ESMFold2 design — scFv CDRs + minibinders
Gradient-based binder design via ESMFold2 inversion. Pick a paper-validated target preset, choose minibinder or scFv mode, and get ranked designs with iPTM scores in one model pass.
What it is for
ESMFold2 design — scFv CDRs + minibinders runs on a dedicated GPU through the Ranomics tools hub. Pick the run size that fits your goal, submit your inputs, and read the ranked results on the job page.
Inputs
Each run uses a preset that sets the scale and scope:
- De novo minibinder (60-200 aa)
- Free 60-200 aa scaffold generated with an isoelectric-point filter (pI < 6) baked in. No framework constraints. Equivalent goal to RFdiffusion + ProteinMPNN but in one gradient pass through ESMFold2.

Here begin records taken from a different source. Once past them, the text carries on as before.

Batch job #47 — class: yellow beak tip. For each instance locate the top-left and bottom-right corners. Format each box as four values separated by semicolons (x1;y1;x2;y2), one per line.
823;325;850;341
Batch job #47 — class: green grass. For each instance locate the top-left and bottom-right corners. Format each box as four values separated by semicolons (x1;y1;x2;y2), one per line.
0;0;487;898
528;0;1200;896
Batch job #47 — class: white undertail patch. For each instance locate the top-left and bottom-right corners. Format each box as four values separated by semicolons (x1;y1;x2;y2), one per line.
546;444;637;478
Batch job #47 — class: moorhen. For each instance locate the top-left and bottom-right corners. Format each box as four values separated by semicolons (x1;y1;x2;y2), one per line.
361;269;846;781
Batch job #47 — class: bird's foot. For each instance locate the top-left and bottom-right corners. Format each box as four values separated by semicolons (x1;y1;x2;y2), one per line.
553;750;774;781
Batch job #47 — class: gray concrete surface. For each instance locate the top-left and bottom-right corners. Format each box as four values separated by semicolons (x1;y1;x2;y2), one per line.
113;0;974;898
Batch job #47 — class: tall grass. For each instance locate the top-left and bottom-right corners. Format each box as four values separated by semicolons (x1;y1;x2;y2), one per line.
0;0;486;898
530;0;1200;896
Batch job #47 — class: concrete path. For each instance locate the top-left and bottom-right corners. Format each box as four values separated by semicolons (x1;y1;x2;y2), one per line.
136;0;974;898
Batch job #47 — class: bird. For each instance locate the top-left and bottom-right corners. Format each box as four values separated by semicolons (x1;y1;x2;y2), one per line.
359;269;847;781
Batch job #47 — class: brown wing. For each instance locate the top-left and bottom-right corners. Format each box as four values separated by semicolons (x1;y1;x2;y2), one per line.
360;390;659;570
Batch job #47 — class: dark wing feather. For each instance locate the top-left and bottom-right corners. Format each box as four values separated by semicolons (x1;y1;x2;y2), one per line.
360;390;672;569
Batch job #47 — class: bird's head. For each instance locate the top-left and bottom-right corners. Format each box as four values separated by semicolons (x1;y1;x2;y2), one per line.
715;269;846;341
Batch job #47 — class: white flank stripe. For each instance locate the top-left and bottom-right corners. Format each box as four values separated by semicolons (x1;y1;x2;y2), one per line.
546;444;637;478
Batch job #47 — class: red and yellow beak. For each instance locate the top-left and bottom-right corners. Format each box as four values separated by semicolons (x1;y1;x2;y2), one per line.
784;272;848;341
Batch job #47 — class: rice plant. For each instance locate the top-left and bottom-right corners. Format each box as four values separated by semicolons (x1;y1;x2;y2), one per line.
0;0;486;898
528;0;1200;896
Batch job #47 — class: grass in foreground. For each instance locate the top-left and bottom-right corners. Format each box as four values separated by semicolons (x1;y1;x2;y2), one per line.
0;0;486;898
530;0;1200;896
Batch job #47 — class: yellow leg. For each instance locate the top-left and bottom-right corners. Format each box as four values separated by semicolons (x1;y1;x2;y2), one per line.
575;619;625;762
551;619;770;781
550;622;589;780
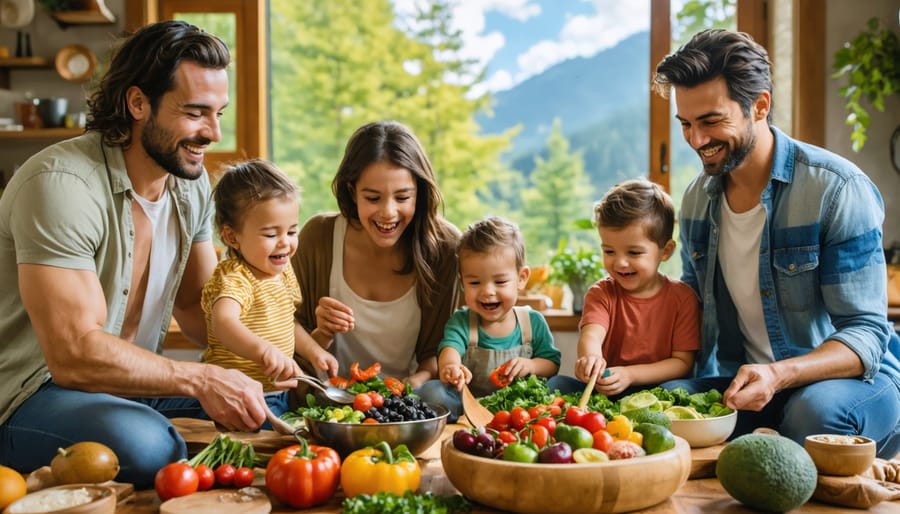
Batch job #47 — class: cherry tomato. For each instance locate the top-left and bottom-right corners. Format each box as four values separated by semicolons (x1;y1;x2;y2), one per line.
509;407;531;430
234;466;254;488
534;416;556;435
525;424;550;449
353;393;372;412
497;430;519;444
593;430;615;452
194;464;216;491
488;410;509;430
153;462;200;501
581;412;606;434
566;407;584;427
366;391;384;407
216;464;237;487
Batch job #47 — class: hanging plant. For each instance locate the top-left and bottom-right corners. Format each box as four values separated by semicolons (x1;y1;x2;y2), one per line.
832;18;900;152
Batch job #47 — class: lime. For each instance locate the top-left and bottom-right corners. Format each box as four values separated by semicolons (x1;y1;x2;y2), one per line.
572;448;609;464
663;405;703;419
625;407;672;428
619;391;662;414
634;423;675;455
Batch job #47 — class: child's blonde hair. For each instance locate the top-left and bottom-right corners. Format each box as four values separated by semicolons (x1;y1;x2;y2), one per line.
213;159;300;256
457;216;525;269
594;179;675;248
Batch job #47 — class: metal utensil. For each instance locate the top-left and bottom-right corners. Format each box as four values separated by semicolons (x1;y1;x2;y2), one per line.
294;375;355;404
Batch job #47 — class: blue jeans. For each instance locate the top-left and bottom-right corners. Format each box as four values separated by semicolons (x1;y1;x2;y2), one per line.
0;381;287;489
662;373;900;459
415;378;463;423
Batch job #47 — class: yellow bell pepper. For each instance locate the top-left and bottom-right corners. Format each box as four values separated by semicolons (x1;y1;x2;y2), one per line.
341;441;422;498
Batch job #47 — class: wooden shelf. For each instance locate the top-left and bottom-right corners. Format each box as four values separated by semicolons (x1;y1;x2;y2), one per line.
0;57;53;89
0;127;84;141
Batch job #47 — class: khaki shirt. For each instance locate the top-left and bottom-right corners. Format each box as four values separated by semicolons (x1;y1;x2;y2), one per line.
0;132;213;423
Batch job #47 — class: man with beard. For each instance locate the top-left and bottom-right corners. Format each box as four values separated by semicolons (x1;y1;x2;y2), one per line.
653;29;900;457
0;21;284;487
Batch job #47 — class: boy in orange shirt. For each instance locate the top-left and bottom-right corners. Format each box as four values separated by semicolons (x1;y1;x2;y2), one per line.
548;180;700;398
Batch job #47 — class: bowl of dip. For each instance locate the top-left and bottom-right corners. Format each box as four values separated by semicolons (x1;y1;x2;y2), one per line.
803;434;875;476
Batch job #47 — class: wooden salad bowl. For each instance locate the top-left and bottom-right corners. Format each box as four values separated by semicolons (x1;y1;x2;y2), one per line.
441;436;691;514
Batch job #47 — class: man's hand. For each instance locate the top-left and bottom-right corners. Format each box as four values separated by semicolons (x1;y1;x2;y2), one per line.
722;364;779;411
195;365;267;431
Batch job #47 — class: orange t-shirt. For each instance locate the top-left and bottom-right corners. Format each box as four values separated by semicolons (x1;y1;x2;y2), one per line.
579;277;701;366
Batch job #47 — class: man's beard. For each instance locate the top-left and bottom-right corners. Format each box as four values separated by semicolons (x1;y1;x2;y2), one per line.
698;124;756;177
141;114;209;180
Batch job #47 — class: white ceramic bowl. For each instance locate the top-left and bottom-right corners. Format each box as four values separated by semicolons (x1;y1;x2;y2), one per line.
441;437;691;514
671;411;737;448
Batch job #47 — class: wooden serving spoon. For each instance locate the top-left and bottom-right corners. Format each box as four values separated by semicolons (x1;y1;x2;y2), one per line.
462;384;494;427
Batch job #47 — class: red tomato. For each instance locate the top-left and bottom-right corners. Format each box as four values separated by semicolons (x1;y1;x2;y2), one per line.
581;412;606;434
366;391;384;407
488;410;509;431
384;377;406;396
216;464;237;487
527;424;550;448
353;393;372;412
194;464;216;491
534;416;556;435
497;430;519;444
528;405;547;419
234;466;254;488
593;430;616;452
566;407;584;427
153;462;200;501
509;407;531;430
266;439;341;509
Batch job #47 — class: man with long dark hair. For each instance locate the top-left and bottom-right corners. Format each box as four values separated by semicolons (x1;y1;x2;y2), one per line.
0;21;278;487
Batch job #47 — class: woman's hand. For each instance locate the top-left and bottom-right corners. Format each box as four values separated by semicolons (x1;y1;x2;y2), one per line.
440;364;472;391
316;296;356;337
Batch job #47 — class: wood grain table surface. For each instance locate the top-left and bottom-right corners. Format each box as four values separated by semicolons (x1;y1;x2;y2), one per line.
102;419;900;514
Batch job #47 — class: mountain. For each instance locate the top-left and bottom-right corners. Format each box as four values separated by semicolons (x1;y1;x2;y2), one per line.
477;32;650;158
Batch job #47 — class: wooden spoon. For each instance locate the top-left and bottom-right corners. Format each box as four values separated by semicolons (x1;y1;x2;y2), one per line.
462;384;494;427
578;372;597;409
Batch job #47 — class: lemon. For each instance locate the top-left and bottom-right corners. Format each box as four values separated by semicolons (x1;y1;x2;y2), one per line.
572;448;609;464
663;405;703;419
619;391;662;413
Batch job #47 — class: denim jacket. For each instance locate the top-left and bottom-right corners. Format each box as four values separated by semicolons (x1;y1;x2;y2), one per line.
679;127;900;387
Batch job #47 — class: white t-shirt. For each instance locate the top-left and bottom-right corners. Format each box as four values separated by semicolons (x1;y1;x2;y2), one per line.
719;196;775;364
329;216;422;380
134;190;178;352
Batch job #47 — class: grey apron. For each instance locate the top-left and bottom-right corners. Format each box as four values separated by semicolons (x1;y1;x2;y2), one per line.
462;306;534;396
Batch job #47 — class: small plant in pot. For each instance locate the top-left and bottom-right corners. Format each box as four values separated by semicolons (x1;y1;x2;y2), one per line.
548;240;606;314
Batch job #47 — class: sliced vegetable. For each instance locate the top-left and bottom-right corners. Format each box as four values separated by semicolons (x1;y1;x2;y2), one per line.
341;441;421;497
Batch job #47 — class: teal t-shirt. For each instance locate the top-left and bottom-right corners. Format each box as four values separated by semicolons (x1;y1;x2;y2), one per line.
438;307;562;366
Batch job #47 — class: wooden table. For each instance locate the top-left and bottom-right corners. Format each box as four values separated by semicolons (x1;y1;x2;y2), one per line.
109;419;900;514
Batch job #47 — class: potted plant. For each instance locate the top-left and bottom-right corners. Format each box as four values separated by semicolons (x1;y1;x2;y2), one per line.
548;239;606;314
832;18;900;152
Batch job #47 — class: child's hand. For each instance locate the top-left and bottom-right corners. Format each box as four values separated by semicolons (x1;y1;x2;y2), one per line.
575;355;606;382
594;366;634;396
440;364;472;391
503;357;534;381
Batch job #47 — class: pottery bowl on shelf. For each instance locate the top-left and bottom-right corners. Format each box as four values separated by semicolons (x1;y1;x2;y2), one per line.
3;484;116;514
305;404;450;458
441;437;691;514
803;434;875;476
671;411;737;448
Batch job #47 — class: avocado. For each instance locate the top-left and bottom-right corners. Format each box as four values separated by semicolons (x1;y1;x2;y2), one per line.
716;434;818;512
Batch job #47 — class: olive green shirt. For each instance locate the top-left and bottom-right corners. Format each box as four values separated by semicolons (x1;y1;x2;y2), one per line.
0;132;213;423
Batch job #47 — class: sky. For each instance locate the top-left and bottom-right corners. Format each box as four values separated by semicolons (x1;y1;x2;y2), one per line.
394;0;650;95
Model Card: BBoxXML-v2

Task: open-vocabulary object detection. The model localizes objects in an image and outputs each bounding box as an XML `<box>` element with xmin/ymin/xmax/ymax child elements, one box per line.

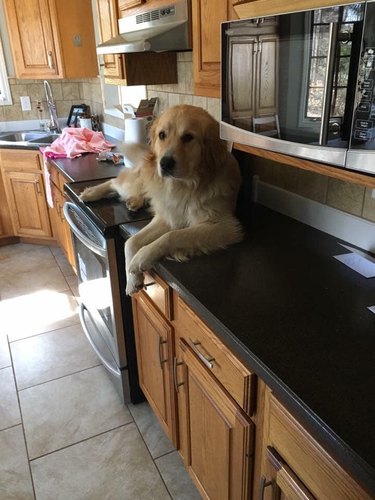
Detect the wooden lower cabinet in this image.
<box><xmin>133</xmin><ymin>292</ymin><xmax>178</xmax><ymax>446</ymax></box>
<box><xmin>259</xmin><ymin>388</ymin><xmax>373</xmax><ymax>500</ymax></box>
<box><xmin>132</xmin><ymin>271</ymin><xmax>372</xmax><ymax>500</ymax></box>
<box><xmin>0</xmin><ymin>169</ymin><xmax>14</xmax><ymax>241</ymax></box>
<box><xmin>4</xmin><ymin>172</ymin><xmax>52</xmax><ymax>238</ymax></box>
<box><xmin>179</xmin><ymin>339</ymin><xmax>253</xmax><ymax>500</ymax></box>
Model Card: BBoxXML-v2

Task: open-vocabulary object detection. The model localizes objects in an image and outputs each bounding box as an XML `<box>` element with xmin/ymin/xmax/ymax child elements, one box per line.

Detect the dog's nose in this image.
<box><xmin>160</xmin><ymin>156</ymin><xmax>176</xmax><ymax>175</ymax></box>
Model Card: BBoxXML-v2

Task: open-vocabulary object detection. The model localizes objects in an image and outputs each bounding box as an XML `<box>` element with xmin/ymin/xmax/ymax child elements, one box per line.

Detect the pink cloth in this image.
<box><xmin>40</xmin><ymin>128</ymin><xmax>115</xmax><ymax>158</ymax></box>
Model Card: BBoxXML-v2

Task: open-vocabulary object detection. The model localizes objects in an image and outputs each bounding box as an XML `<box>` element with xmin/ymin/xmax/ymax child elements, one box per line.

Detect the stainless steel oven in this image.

- scFv with framework-locked CDRs
- All six CDRs designed jointly on a locked humanized framework. Three frameworks available: trastuzumab, atezolizumab, ocankitug. The only catalog tool that designs paired heavy + light scFv CDRs end-to-end.
How to read the results
Where a tool reports them, the scores mean:
- ipTM
- Predicted confidence in the binder to target interface. Higher is better. Aim above roughly 0.7 on a tractable target.
- pLDDT
- Per-residue confidence in the predicted fold. Higher means the model is more sure of that part of the structure.
- i_pAE and pAE
- Predicted alignment error, at the interface (i_pAE) or across the whole structure (pAE). Lower is better.